What does it mean to conceive of the divine in personal terms?


Wayfarer July 13, 2024 at 23:40 #917119
Quoting Fooloso4
What is at the top of this top down hierarchy? Is the intelligible dependent on an intelligible being? What is the divine which constitutes an irreducible explanatory category?


As you (and @Paine) will well know, in Plato, the source or upmost level of the hierarchy of being was 'the idea of the Good'. The Idea of the Good, primarily discussed in the Republic, is the highest and most important of the Forms, the ultimate principle that gives meaning and intelligibility to all other Forms and to the material world. The Good is the source of all reality and knowledge, for which the Sun is an analogy in the Allegory of the Cave.
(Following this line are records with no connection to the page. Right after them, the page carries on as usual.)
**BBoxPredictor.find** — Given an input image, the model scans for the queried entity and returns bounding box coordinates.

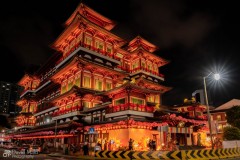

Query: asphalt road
[0,148,79,160]
[0,148,240,160]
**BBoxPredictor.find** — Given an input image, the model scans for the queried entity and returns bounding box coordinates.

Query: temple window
[148,95,154,102]
[61,81,67,94]
[83,76,91,88]
[132,61,139,69]
[73,100,80,107]
[85,36,92,45]
[154,64,158,73]
[196,112,202,116]
[95,40,103,50]
[155,95,160,103]
[114,98,126,105]
[94,79,103,91]
[32,81,38,89]
[68,77,74,91]
[141,61,146,68]
[217,124,223,132]
[106,45,112,53]
[217,115,222,121]
[83,101,90,108]
[64,45,69,55]
[75,73,81,87]
[131,97,144,105]
[147,64,152,70]
[116,83,122,87]
[29,104,35,112]
[116,53,123,58]
[93,103,100,107]
[188,111,194,117]
[66,103,72,109]
[106,81,112,91]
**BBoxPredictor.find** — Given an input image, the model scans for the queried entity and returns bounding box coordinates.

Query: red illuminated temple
[10,3,209,150]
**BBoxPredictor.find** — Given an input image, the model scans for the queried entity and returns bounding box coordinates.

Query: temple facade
[12,3,208,150]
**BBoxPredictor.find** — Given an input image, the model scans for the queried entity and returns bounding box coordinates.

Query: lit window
[73,101,80,107]
[83,76,91,88]
[148,64,152,70]
[132,61,139,69]
[115,98,126,105]
[148,96,154,102]
[83,101,90,108]
[106,82,112,90]
[85,37,92,45]
[217,115,222,121]
[68,77,73,91]
[94,79,102,90]
[155,95,160,103]
[106,46,112,53]
[141,62,146,68]
[75,74,81,87]
[66,104,72,109]
[217,124,223,132]
[131,98,144,105]
[95,41,103,50]
[61,81,67,93]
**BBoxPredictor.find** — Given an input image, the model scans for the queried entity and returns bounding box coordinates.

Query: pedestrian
[83,142,89,156]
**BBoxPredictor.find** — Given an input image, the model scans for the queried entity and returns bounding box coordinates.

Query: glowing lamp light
[213,73,221,80]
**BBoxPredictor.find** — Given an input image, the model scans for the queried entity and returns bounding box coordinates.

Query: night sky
[0,0,240,106]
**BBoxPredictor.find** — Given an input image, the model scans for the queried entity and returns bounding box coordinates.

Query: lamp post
[203,72,220,149]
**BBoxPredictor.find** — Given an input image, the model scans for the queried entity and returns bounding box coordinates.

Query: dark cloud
[129,0,215,47]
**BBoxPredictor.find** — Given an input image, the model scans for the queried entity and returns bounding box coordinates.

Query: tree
[223,126,240,140]
[226,106,240,129]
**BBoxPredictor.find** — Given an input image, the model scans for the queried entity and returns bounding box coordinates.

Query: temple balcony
[52,106,85,121]
[20,80,51,98]
[117,66,164,80]
[34,106,58,116]
[53,43,121,70]
[129,67,164,80]
[106,103,154,118]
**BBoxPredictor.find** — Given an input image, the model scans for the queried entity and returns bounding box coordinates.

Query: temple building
[12,3,205,150]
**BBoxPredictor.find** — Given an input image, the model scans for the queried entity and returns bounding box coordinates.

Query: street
[0,148,79,160]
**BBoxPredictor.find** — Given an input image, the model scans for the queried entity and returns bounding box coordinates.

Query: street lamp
[203,72,220,149]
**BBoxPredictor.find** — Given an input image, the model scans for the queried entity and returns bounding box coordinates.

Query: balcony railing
[106,103,154,113]
[52,106,83,117]
[56,42,120,65]
[117,66,164,78]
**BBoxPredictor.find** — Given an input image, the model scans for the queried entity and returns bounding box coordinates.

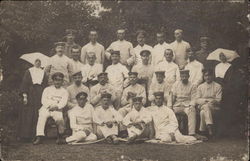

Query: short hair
[76,92,88,100]
[51,72,64,80]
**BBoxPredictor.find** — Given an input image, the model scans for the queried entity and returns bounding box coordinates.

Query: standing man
[185,48,203,87]
[33,72,68,145]
[196,70,222,138]
[69,45,83,82]
[106,29,135,67]
[148,71,172,106]
[153,48,180,85]
[196,36,210,66]
[121,72,147,107]
[81,30,105,64]
[151,32,170,66]
[134,30,153,65]
[172,70,196,138]
[82,52,103,88]
[93,93,122,144]
[45,42,71,86]
[170,29,190,69]
[64,29,80,58]
[106,51,129,108]
[90,72,117,107]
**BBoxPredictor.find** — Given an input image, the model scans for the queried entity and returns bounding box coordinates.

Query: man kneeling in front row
[33,72,68,145]
[66,92,97,143]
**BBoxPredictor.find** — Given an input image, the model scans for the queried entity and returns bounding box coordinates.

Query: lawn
[2,139,248,161]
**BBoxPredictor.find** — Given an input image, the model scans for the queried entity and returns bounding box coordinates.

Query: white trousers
[97,125,118,138]
[66,131,97,143]
[200,104,217,131]
[173,106,196,135]
[36,107,65,136]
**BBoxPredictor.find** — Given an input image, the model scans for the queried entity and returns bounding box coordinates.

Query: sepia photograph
[0,0,250,161]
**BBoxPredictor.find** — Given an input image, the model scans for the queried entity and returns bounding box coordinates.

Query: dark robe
[18,70,47,139]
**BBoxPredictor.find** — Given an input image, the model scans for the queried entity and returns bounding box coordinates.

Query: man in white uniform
[185,48,203,87]
[151,32,170,66]
[172,70,196,135]
[106,29,135,67]
[106,51,129,108]
[134,30,153,65]
[81,30,105,64]
[170,29,190,69]
[69,46,83,82]
[153,48,180,85]
[148,92,196,143]
[121,72,147,107]
[148,71,172,106]
[45,42,71,87]
[93,93,122,144]
[196,70,222,138]
[82,52,103,88]
[90,72,116,107]
[33,72,68,145]
[122,97,151,143]
[65,92,97,143]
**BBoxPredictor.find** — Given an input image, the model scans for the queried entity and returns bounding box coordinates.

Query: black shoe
[33,136,42,145]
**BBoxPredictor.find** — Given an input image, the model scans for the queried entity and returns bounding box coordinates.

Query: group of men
[34,29,221,145]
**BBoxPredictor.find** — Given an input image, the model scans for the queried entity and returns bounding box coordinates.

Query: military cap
[97,72,108,77]
[72,70,82,77]
[101,93,112,98]
[140,50,151,56]
[76,92,88,99]
[180,70,189,74]
[128,72,138,76]
[155,71,165,75]
[153,91,164,97]
[51,72,64,80]
[111,51,120,56]
[132,97,143,102]
[66,29,76,35]
[54,42,66,47]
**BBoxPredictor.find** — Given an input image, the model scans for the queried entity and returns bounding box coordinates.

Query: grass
[3,139,248,161]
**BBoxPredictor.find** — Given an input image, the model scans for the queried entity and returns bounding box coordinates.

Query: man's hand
[49,105,59,111]
[105,121,113,128]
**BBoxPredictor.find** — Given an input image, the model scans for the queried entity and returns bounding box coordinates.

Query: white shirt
[134,44,153,64]
[81,42,105,64]
[29,67,44,84]
[149,105,178,138]
[48,54,71,82]
[42,85,69,109]
[106,63,129,91]
[170,40,190,67]
[215,62,231,78]
[81,63,102,82]
[69,104,94,132]
[106,40,135,64]
[153,60,180,85]
[93,106,122,125]
[185,60,203,86]
[151,42,171,66]
[122,107,151,126]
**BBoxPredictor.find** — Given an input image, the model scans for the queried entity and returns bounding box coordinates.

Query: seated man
[93,93,122,144]
[123,97,151,143]
[196,70,222,138]
[149,92,196,143]
[66,92,97,143]
[82,52,103,88]
[90,72,116,107]
[148,71,172,106]
[33,72,69,145]
[121,72,146,107]
[172,70,201,136]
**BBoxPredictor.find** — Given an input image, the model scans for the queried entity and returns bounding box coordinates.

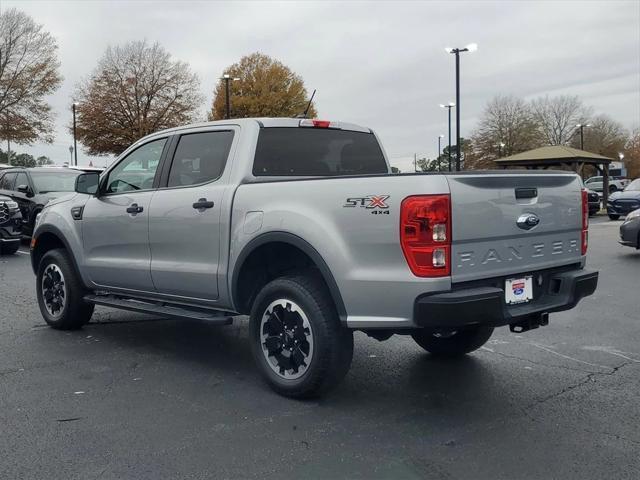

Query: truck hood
[609,190,640,201]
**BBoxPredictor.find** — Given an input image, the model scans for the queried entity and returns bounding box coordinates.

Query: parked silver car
[31,118,598,397]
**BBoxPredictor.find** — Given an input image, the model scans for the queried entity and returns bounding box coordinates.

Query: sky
[0,0,640,171]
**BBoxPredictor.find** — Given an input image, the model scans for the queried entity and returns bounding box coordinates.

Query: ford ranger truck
[31,118,598,397]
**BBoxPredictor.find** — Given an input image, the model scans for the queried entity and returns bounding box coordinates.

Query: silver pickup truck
[31,118,598,397]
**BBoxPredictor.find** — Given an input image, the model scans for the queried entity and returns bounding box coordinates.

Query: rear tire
[0,241,20,255]
[249,275,353,398]
[36,249,94,330]
[411,325,493,357]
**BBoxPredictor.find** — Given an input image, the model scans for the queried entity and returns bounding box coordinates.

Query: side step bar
[84,295,233,325]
Plotinus, building on and reinterpreting Plato, posits "the One" (ta hen) as the ultimate principle, which is even beyond the Idea of the Good. The One is the absolute, transcendent source of all reality, beyond existence and discursive ideation, the ineffable and indescribable foundation from which everything emanates. In Plotinus' system, the One generates the Divine Mind (Nous), which contains the Forms, and from the Nous emanates the World Soul, which in turn gives rise to the material world.

Quoting Fooloso4
Earlier in the thread you said: 'The gods' are, of course, those of the Greek pantheon, but from comparative religion, we learn that have much in common with the other Indo-European cultures, so there are parallels with the Indian pantheon. But in this case, they represent 'the divine'
— Wayfarer

What does it mean to conceive of the divine in personal terms?


As you will also know, many elements of Platonism were absorbed into Christian theology by the early Greek-speaking theologians such as Clement of Alexandria, Origen, Augustine, and (Pseudo)Dionysius. It was also transformed so as to be compatible with Biblical revelation - no easy synthesis, and often with tension between them ('what has Athens to do with Jerusalem?') In any case, this is where elements of Plotinus philosophy of the One became identified with, or subsumed by, the God of Biblical revelation. Not that Plotinus would ever countenance that.

According to Dean Inge, the principle distinction between Plotinus and Christian mysticism is between Plotinus' 'henosis' (absorption into the One) and the Christian 'theosis' in which the soul is said to attain immortality whilst also maintaining an identity. (Even now, there are debates between Christians as to whether and in what sense God is personal - the distinction between 'theistic personalism and 'classical theism'.)

As far as 'the Gods' were concerned, in later neoplatonism they become identified as the Henads, intermediaries between the One and the human realm. Plotinus did not use that terminology, and like Plato tended to speak of 'the gods' as being symbolic of forces and powers. But scattered throughout the Platonic dialogues are references to paying obeisances or respect to the Gods. That doesn't make Plato "a believer" - perish the thought! - but I think it's reasonable to say that references to the Gods are a kind of shorthand for the divine, however conceived.